Due to the predictive power of the [Be₄O]⁶⁺ hypotheses, we are inclined to conclude that the in-vitro preparation [12] did not lead to the key complex of CBD, but possibly to some intermediate product. This was already considered by the authors of the study:

“While our data support the conclusion that the cation captured in this crystal is Na ⁺ , our structure here does not rule out the possibility that, in vivo or tissue culture, cations other than Na ⁺ might occupy this position and may even complete the TCR ligand.” [12]

A mere reorientation of the carboxylate group β69E towards the binding site S could lead to a shortening of the C ^{β 26 E} –C ^{β 69 E} distance from 9.06 to 6 Å as it is required for the new model 1.
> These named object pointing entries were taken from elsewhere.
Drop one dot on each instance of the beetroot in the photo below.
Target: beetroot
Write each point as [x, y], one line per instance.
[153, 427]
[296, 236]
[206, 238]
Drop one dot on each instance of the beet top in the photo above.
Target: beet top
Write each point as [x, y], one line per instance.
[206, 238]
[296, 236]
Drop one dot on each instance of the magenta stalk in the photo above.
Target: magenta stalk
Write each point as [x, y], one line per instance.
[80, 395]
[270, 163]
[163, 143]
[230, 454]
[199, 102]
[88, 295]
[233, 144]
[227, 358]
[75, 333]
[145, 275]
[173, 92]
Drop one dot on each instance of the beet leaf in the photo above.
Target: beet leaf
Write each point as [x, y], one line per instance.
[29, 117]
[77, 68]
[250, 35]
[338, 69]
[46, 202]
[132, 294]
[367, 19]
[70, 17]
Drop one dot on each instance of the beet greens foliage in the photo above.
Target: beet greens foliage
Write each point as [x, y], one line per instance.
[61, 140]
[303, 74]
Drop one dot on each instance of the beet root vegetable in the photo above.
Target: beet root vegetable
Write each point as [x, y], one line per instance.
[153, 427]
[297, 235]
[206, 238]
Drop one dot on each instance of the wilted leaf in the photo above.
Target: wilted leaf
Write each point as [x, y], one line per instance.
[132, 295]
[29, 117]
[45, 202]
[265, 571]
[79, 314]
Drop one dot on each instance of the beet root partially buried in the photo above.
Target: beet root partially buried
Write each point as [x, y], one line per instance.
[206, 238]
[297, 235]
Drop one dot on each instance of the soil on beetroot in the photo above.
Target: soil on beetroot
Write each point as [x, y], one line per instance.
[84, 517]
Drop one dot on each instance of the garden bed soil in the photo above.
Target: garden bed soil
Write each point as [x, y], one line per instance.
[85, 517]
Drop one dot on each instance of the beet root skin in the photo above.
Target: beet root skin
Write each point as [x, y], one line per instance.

The presence of beryllium in the complex in principle opens another source of experimental data, namely ⁹Be NMR spectroscopy for a chemical characterization. ⁹Be NMR data on CBD related beryllium-protein complexes are scarce [20], nevertheless the method is an ideal complement to single crystal X-ray diffractometry, since it allows to monitor in-vitro reaction progress in solution. For that we have calculated the isotropic chemical shielding values for the model complex 3 (relative to Be₄O(OAc)₆ in CDCl₃ with δ 9 B e = 0.9 ppm), yielding 0.6, 0.7, 1.4 and 1.0 ppm, respectively. If these four signals can be resolved depends critically on their half-width. The ⁹Be NMR signal half width of Be₄O(OAc)₆ is very small (W _1/2=4 Hz at 20°C) [43], which is unusual for a nucleus with a non-zero nuclear quadrupole moment. The small peak width is explained by the high local symmetry of the ligand spheres around the Be nuclei, which eventually leads to a very small electric field gradient at the nucleus such that the fast quadrupole relaxation mechanism becomes prohibited.

We provide in Section 2.3 details on the calculation of the quadrupole coupling constants for models 3–5 and introduce additional calculations needed to characterize such species in a relaxation study.